Christian Reis (kiko)
Changed in xen:
importance: Undecided → Unknown
status: New → Unknown
Changed in xen:
status: Unknown → Confirmed
Revision history for this message
DeeKey (privateinf) wrote :

Same problem for me! :(

DomU's are not affected, but Dom0 starts to loose performance: It tak a lot of time to open application (even console), later the TCP/IP connection get lost.

The problem starts after I start HVM guest.
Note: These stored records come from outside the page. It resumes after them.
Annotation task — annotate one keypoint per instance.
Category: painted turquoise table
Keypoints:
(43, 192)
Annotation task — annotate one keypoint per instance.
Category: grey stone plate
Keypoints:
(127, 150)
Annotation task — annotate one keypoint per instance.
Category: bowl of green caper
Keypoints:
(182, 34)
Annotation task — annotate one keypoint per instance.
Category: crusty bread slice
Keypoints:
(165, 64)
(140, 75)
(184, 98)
Revision history for this message
maxou (m-pierron) wrote :

I have a similar problem on opensuse 10.3/xen3.1 (up to date) running on dell PE860 (mono xeon 3230 quad core, 8GB ram, lsilogic raid0 sas 15K), my 2.6.22.12 xen X64 dom0 kernel freeze under parallel iperf loopback heavy load (with or without eth0/1 tg3 module loaded, and with or without xend running). It takes about 15min to freeze. This bug does not appear in non xen kernel. I really don't know what to do...
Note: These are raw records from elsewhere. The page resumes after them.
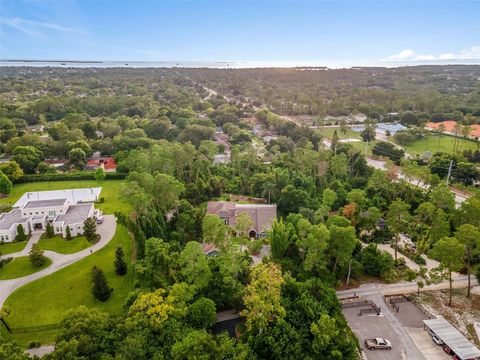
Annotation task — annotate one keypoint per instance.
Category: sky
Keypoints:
(327, 33)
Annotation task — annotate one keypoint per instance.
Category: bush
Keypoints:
(386, 149)
(20, 234)
(34, 344)
(376, 262)
(255, 246)
(49, 232)
(36, 256)
(77, 175)
(202, 313)
(100, 289)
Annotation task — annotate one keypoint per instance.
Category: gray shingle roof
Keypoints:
(10, 218)
(33, 204)
(75, 214)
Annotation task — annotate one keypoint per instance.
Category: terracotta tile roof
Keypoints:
(108, 163)
(475, 130)
(261, 215)
(449, 126)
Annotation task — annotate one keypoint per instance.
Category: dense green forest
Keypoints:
(162, 127)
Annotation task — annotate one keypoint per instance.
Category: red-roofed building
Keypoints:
(262, 215)
(107, 163)
(449, 128)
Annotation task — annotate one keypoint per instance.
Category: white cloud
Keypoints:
(402, 56)
(36, 28)
(424, 57)
(409, 55)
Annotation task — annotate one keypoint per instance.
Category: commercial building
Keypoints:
(453, 341)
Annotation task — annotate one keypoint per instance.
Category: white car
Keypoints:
(437, 340)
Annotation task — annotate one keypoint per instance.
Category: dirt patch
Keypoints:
(463, 313)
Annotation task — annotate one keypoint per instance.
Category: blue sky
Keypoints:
(350, 32)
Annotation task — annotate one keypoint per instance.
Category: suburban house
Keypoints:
(449, 128)
(262, 215)
(34, 211)
(106, 163)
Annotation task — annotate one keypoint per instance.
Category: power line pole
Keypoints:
(449, 171)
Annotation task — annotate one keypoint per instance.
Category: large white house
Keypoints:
(49, 207)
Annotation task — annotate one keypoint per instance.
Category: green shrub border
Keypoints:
(79, 175)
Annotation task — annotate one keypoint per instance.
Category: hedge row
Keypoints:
(79, 175)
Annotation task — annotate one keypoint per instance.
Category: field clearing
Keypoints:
(328, 133)
(111, 192)
(44, 301)
(439, 143)
(20, 267)
(63, 246)
(10, 248)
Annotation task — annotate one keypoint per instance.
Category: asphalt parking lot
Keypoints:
(371, 326)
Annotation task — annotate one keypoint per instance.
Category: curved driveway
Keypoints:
(59, 261)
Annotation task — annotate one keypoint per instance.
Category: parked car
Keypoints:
(378, 344)
(448, 350)
(437, 340)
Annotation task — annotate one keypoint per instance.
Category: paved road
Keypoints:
(375, 293)
(59, 261)
(460, 281)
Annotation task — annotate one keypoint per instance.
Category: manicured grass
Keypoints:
(328, 132)
(10, 248)
(435, 143)
(63, 246)
(111, 191)
(45, 301)
(20, 267)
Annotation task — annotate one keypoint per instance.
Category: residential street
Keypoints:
(59, 261)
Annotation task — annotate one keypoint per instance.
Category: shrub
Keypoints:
(120, 264)
(77, 175)
(100, 289)
(20, 233)
(255, 246)
(37, 258)
(34, 344)
(49, 233)
(202, 313)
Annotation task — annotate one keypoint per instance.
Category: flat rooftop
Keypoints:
(453, 338)
(75, 214)
(74, 196)
(34, 204)
(10, 218)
Revision history for this message
Martin Emrich (emme) wrote :

If your hardware permits it, and opensuse still has the 2.6.18/2.6.19 xen kernel, try it. Since I went from 2.6.22.14 to 2.6.19-4 on ubuntu, all works well.
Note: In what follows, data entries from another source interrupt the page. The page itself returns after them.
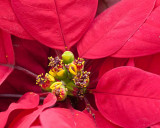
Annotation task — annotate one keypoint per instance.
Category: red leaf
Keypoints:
(149, 63)
(100, 121)
(27, 117)
(9, 22)
(6, 55)
(156, 126)
(129, 97)
(130, 22)
(65, 118)
(55, 23)
(27, 101)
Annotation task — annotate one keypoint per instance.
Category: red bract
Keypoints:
(130, 28)
(55, 23)
(6, 55)
(129, 96)
(125, 97)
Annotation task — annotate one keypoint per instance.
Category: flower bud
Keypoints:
(59, 90)
(67, 57)
(72, 69)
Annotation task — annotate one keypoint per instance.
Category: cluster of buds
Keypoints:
(65, 77)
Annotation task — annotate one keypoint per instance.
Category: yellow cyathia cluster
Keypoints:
(66, 77)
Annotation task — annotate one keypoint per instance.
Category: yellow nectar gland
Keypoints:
(73, 69)
(65, 78)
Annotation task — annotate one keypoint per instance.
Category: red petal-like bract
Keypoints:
(149, 63)
(156, 126)
(100, 120)
(128, 29)
(26, 118)
(65, 118)
(27, 101)
(6, 55)
(129, 97)
(55, 23)
(9, 22)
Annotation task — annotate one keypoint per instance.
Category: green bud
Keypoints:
(67, 57)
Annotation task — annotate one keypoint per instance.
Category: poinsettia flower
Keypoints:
(62, 28)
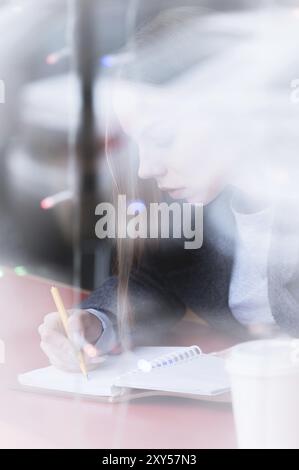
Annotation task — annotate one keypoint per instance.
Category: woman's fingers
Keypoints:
(62, 350)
Revision history for this message
Henrik Nilsen Omma (henrik) wrote :

The Hardy Heron kernel was recently uploaded for testing. We'd really appreciate it if you could try testing with this newer kernel and verify if this issue still exists. Unfortunately, the Hardy Heron Alpha1 LiveCD was released with the older 2.6.22 kernel. You'll have to manually install the newer Hardy Heron kernel in order to test. This should not be the case for Alpha2. However, here are the instructions to install (if you choose to do so):

1) edit the file /etc/apt/sources.list and add the following line:

deb http://archive.ubuntu.com/ubuntu hardy main restricted

2) sudo apt-get update
3) sudo apt-get install linux-image-2.6.24-1-generic
4) reboot and select the new kernel from the grub menu

After you've tested, please feel free to revert back - ie boot into the old kernel, sudo apt-get remove linux-image-2.6.24-1-generic, and remove the line from /etc/apt/sources.list . Please update this report with your results. Thanks in advance!

Changed in linux-source-2.6.22:
importance: Undecided → Low
Revision history for this message
Martin Emrich (emme) wrote :

Henrik, will this also work for a Dom0, or is the -generic kernel only for DomUs? If it can be used as a Dom0, I would set up a box and test it...

Ciao

Martin

Revision history for this message
Chuck Short (zulcss) wrote :

Actually this isnt fixed for hardy because there is no dom0 kernel for hardy yet.

Revision history for this message
Brian Murray (brian-murray) wrote :

I am assigning this bug to the 'ubuntu-kernel-team' per their bug policy. For future reference you can learn more about their bug policy at https://wiki.ubuntu.com/KernelTeamBugPolicies .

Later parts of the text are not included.